Autre point de divergence important, le principe de «différenciation», qui suppose que les pays les plus responsables du réchauffement climatique soient aussi ceux qui devront faire les efforts les plus importants, notamment financiers, pour en atténuer l’ampleur et permettre de s’adapter à ses conséquences.
Plus de 110 pays, dont le nôtre, comme tout le Groupe Afrique, ont également réaffirmé leur volonté d’inscrire un objectif de réchauffement limité à 1,5°C à l’horizon 2100, contre les 2°C actuels. Cette formulation est présente entre crochets dans le texte de travail, même s’il semble qu’elle ait peu de chances de figurer dans le texte final.
Autre point à éclaircir, la fréquence à laquelle les engagements des Etats seront révisés, un délai de 5 ans ayant été proposé, sans aucune date fixée pour la 1ère révision.
Enfin, le caractère contraignant de l’accord est loin d’être garanti, car les Nations Unies n’ont aucun pouvoir de contrainte sur les Etats.
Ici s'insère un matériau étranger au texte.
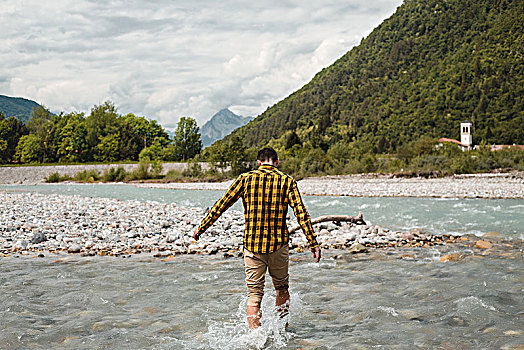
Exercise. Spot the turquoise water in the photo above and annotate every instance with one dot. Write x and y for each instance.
(395, 299)
(435, 215)
(198, 302)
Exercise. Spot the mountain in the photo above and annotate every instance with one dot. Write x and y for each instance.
(421, 72)
(18, 107)
(220, 125)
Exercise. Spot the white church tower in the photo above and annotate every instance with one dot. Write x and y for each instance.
(465, 134)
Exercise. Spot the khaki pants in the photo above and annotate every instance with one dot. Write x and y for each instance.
(256, 265)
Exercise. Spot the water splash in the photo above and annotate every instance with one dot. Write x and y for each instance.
(234, 334)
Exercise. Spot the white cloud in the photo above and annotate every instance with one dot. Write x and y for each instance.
(168, 59)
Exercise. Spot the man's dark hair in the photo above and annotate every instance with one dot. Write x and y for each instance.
(266, 154)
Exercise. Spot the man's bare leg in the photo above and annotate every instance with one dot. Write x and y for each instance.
(282, 302)
(253, 317)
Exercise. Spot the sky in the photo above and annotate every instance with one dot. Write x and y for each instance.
(165, 59)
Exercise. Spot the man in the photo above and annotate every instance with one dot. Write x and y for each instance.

L’idée de sanctions en cas de non-respect pourrait même pousser certains pays à claquer la porte et l’idée de François Hollande d’installer un «Conseil de sécurité climatique» pour faire respecter les engagements mettra certainement des années avant de devenir réalité.
Officiellement, l’agenda de la COP 21 prévoit une conclusion des négociations mercredi, suivie de vérifications légales et linguistiques et de l’adoption des décisions jeudi, avant l’adoption de l’accord vendredi. Mais, même adopté, l’Accord Climat de Paris ne sera pas signé le jour même par les parties, mais début 2016, lors d’une cérémonie organisée par les Nations Unies.
Ensuite, d’autres conférences suivront, pour préciser les termes de l’accord et le mettre en œuvre à partir de 2020, la prochaine échéance étant fixé à décembre 2016, lors de la COP 22 qui se tiendra au Maroc.
En marge de la COP 21, l’Afrique a mené un vibrant plaidoyer en direction des bailleurs de fonds pour ses deux projets-phares en matière de lutte contre les effets néfastes des changements climatiques, la sauvegarde du bassin du fleuve Niger et la Grande muraille verte.
Pour maintenir en vie le bassin du fleuve Niger, il faut mobiliser environ 3,100 milliards de dollars dans les 10 années à venir, selon les représentants des 9 pays membres de l’Autorité du Bassin du Niger (Bénin, Burkina Faso, Cameroun, Côte d’ivoire, Guinée, Mali, Niger, Nigeria et Tchad) et un peu plus que ce montant pour lutter contre la désertification dans les 11 pays de l’Agence panafricaine de la Grande muraille verte (Burkina Faso, Ethiopie, Ghana, Mali, Mauritanie, Niger, Nigéria, Sénégal, Soudan, Tchad et Togo).
L’Ambassadeur de l’ABN, Mme Cissé Mariam Kaïdama Sidibé, ex Premier ministre du Mali et ancienne Secrétaire Exécutive du CILSS (Comité inter Etats de lutte contre la sécheresse au Sahel) a appelé nos partenaires techniques et financiers à faire preuve de solidarité avec les 130 millions d’habitants de l’espace ABN.
Elle a également exhorté les pays développés, qui se trouvent être les principaux pollueurs dans le monde, à assumer leurs responsabilités s’ils ne veulent pas continuer à faire face aux vagues migratoires des populations de l’espace. “Il est normal qu’on paye aux populations de ces zones ce qui leur a été arraché: la paix, la santé, l’alimentation”, a-t-elle martelé.
Mme Cissé s’est félicitée des engagements pris par la Banque Mondiale et la Banque Africaine de dDveloppement d’assurer à hauteur de 25 % le financement du Plan d’investissement climat présenté par l’ABN pour sauver le bassin du fleuve Niger et a invité les Etats membres à inscrire 10% de l’enveloppe dans leurs budgets respectifs.
Quant à Mme Christine A. Gbedji-Vyaho, ministre de l’Eau du Bénin et Présidente du Conseil des ministres de l’ABN, elle a espéré que les institutions financières et les partenaires privés uniront leurs efforts pour sauver le bassin du fleuve Niger.